Oxygen evolution reaction (OER) is very important and even decisive in many electrochemical energy storage/conversion technologies, with an urgent need for cost-efficient catalysts to promote its kinetic behavior. Here, we synthesized a unique hybrid catalyst characterized by ultrafine cobalt/iron mixed oxide domains embedded in two-dimensional (2D) monolayer hydroxides through thermal reconstruction of layered double hydroxide precursors, which exhibits excellent OER performance in alkaline media, much superior to state-of-the-art iridium oxide catalyst. In addition to the structural advantages, the chemical coordination evolution was found to achieve metal electronic tuning in favor of intrinsic activity, and in-situ bond hydroxyl groups beneficial to conductivity and hydrophilicity, contributing together to OER kinetics. Coordination adaption of transition metal sites suggests an intuitive active-site descriptor with high-covalent transition metal-oxy-hydroxyl coordination. This work not only renders a cost-effective OER catalyst, but also provides a universal guideline for transition metal site activation.

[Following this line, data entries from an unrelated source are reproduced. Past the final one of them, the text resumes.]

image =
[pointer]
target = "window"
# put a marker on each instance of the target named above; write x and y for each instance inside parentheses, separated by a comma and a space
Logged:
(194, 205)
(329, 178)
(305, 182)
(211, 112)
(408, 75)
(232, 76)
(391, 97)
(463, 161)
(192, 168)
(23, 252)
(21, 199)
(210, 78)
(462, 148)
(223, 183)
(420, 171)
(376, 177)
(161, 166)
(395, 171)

析氧反应（OER）在许多电化学储能/转化技术中非常重要，甚至是决定性的，迫切需要具有成本效益的催化剂来促进其动力学行为。在这里，我们合成了一种独特的混合催化剂，其特征在于通过层状双氢氧化物前体的热重构嵌入二维 (2D) 单层氢氧化物中的超细钴/铁混合氧化物域，该催化剂在碱性介质中表现出优异的 OER 性能，远优于 state-最先进的氧化铱催化剂。除了结构优势外，还发现化学配位演化实现了有利于内在活性的金属电子调谐，以及有利于导电性和亲水性的原位键羟基，共同促进了 OER 动力学。过渡金属位点的配位适应表明具有高共价过渡金属-氧-羟基配位的直观活性位点描述符。这项工作不仅提供了一种具有成本效益的 OER 催化剂，而且还为过渡金属位点活化提供了通用指南。